Undeveloped Regulatory Infrastructure and Processes

AIHTs’ exceptional characteristics have significant regulatory implications as regulation is emerging, but at a far slower pace than technological changes, which are virtually infinite (Char and Burgart 2020). Regulative complexity is furthered by the fact that existing standards (e.g., those of the Food and Drug Administration, European Medicines Agency, Health Canada) do not translate well for self-evolving technologies (Dzobo et al., 2020; Shaffer 2020; Topol 2020). This definitional deficit complicates the regulation of this technology and the implementation of appropriate policy infrastructure (Pesapane et al., 2018). Recent approvals of algorithms highlighted some limitations of existing regulatory standards and processes (Haverinen et al., 2019; Parikh et al., 2019). These considerations are threefold and concern the levels of requirements, the speed of AIHT developments and the equilibrium posture that regulators must adopt.

A challenge for existing regulatory regimes lies in the extensive information requirements on both the nature and effects of health technology, as well as clinical data on efficacy and patient safety, and population and societal impacts. However, regulators have yet to develop an infrastructure and processes that are appropriate and optimal for AI, and this requires more knowledge about how algorithms work (Dzobo et al., 2020).
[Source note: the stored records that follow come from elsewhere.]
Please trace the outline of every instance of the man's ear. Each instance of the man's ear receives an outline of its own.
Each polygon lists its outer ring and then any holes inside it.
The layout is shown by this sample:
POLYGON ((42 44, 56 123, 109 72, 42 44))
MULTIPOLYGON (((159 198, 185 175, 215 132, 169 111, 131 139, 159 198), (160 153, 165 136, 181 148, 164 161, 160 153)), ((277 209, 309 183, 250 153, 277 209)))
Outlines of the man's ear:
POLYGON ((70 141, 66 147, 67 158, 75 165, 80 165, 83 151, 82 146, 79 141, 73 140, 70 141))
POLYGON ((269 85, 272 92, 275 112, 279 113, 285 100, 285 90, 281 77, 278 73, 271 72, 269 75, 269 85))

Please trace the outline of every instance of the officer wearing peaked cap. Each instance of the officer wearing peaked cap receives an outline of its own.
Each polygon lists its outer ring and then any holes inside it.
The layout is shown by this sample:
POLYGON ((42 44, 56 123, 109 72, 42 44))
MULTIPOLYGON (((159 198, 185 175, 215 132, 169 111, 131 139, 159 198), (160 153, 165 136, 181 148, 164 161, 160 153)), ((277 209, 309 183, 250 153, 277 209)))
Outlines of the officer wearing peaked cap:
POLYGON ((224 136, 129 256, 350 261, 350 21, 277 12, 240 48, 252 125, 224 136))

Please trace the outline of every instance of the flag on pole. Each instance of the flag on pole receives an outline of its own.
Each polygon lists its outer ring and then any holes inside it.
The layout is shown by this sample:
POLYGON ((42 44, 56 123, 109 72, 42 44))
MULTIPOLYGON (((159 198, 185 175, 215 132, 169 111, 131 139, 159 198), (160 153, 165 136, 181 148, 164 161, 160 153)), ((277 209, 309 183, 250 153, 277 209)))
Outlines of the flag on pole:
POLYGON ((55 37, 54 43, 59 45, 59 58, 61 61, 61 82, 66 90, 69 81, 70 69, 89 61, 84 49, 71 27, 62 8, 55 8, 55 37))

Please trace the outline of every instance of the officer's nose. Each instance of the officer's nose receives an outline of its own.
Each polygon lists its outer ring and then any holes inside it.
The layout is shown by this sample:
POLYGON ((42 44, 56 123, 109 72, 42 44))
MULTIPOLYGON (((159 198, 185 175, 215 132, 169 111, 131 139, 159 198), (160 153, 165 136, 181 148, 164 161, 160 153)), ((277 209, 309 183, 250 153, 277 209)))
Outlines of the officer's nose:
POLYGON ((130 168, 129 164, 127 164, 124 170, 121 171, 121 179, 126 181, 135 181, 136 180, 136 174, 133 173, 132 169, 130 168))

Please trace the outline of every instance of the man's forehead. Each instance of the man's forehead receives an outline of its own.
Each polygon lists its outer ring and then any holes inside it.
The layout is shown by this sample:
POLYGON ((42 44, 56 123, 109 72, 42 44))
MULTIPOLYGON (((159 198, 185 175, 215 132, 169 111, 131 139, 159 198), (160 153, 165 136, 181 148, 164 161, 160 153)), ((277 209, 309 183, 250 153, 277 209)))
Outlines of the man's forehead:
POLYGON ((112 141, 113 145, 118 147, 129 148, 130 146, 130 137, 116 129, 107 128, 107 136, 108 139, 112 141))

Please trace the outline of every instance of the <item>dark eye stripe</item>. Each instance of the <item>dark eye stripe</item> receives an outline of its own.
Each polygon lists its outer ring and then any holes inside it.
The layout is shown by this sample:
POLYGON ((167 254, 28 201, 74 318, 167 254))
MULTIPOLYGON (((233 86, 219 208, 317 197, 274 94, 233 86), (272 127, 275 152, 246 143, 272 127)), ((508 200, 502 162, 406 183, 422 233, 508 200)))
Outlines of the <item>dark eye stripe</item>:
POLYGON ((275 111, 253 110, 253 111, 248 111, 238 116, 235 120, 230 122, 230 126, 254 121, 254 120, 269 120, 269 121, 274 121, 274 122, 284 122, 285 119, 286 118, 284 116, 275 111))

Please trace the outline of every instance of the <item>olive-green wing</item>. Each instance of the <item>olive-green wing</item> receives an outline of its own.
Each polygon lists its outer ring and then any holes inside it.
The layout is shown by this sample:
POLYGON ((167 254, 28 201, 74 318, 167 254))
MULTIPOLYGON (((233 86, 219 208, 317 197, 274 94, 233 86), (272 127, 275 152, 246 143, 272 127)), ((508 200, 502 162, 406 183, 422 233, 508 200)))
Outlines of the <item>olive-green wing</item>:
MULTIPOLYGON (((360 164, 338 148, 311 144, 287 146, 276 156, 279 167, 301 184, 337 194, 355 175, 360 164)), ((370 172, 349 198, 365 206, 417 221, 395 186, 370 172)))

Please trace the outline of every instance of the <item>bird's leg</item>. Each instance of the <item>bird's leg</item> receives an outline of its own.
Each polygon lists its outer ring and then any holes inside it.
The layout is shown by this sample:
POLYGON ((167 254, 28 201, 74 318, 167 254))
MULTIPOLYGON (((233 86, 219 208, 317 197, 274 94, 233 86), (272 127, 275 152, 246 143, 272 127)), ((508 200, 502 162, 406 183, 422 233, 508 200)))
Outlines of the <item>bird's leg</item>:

This complicates the problem because AI is a less transparent and explainable technology than drugs or medical devices can be (Abràmoff et al., 2020; Reddy et al., 2020). Privacy concerns are also important and there is yet no public agreement regarding data collection and sharing for commercial purposes, nor regarding for-profit data ownership (Michie et al., 2017). This calls for finding collective responses to these considerations, which must accompany the work of structuring HTA practices and infrastructures by regulators (Fenech et al., 2020).

Another dimension putting pressure on regulation is the speed of development. For regulating a fast-changing and unpredictably sector such as AI, time is of the essence to ensure that regulatory standards and practices are relevant (Pesapane et al., 2018). Currently, regulation has to constantly catch up with the private sector which leads to important gaps in terms of ethical examination of AIHTs (Shaffer 2020). Since, most developments are done by the private sector and HTA processes are not yet well designed and optimized, there is a problem of scrutiny (Abràmoff et al., 2020). So to keep up, regulation must be as fast as technological developments in AI, therefore it requires to conduct assessment and oversight at an unprecedented pace (Haverinen et al., 2019). However, this need to proceed quickly, in particular to match the private sector’s pace, must be put into perspective with the very acceptability of a significant presence of commercial interests in the big data and AIHTs sector.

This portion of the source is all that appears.